Because any PFA jail impact would be so dependent on local practice, pre- and post-implementation, we’ve designed and posted the Illinois Jail Population Tracker, a data dashboard that allows you to explore local patterns and variations for yourself. The dashboard allows users to examine jail data for individual counties, as well as to filter by judicial circuit, region (north, central, south), and county type (urban, rural). We’ll be updating it each month to reflect incoming data, and expanding it from time to time as new information becomes available.

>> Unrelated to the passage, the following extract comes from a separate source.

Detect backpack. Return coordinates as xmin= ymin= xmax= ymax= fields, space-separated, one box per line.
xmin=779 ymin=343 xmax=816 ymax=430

Measuring the Quality of Prison Life in Illinois

Corrections agencies in England, Germany, Switzerland and other developed nations regularly collect what amounts to “consumer satisfaction” data from residents of their prisons—surveying them as you would your customers, and for similar reasons: to inform quality control and continuous organizational improvement. Many of them use a tool called the “Measuring the Quality of Prison Life” (MQPL) survey, developed by criminologists at Cambridge University and now translated and adapted for use in prisons elsewhere in Europe. The MQPL yields stable, valid measures of various aspects of a prison’s social environment, including humanity, mutual respect, order, fairness, and staff professionalism. It provides prison administrators and the public with a tangible way to compare institutions, isolate problems, and assess progress toward shared goals.

We could do that here. In fact, Loyola’s Center for Criminal Justice has been collaborating with the John Howard Association (JHA) of Illinois on a project aimed at assessing the quality of life in Illinois prisons, using an adapted version of the MQPL distributed in paper form throughout the state’s prison system. To date, more than 6,000 people from 22 prisons have returned completed MQPL forms, and Loyola Center staff, student interns and volunteers have been helping JHA dig into the responses, analyze results, and visualize findings. You can read more about the effort and see some preliminary results here.

Assessing a Deferred Prosecution Program

Prosecutor-led pretrial diversion is one practical way to hold people accountable without needlessly cluttering up the formal justice system. We just posted a report on an ongoing evaluation of one such diversion approach, the Winnebago County State’s Attorney’s deferred prosecution program for nonviolent, first-time offenders, known locally as DIVERT. It’s one of many research projects we’ve conducted in Winnebago since 2017, when we began helping local leaders stand up their own criminal justice planning and coordinating body. This report summarizes data on the first couple of years of DIVERT program operation—including some generally encouraging interim results—and explores themes and issues arising from a series of interviews we’ve done with local stakeholders. Like most of our work at the local level, it’s intended to be of practical use, helping the county’s leaders understand how an innovative idea is working out in practice, who it’s serving and with what results, and where it might need to be reconsidered or changed.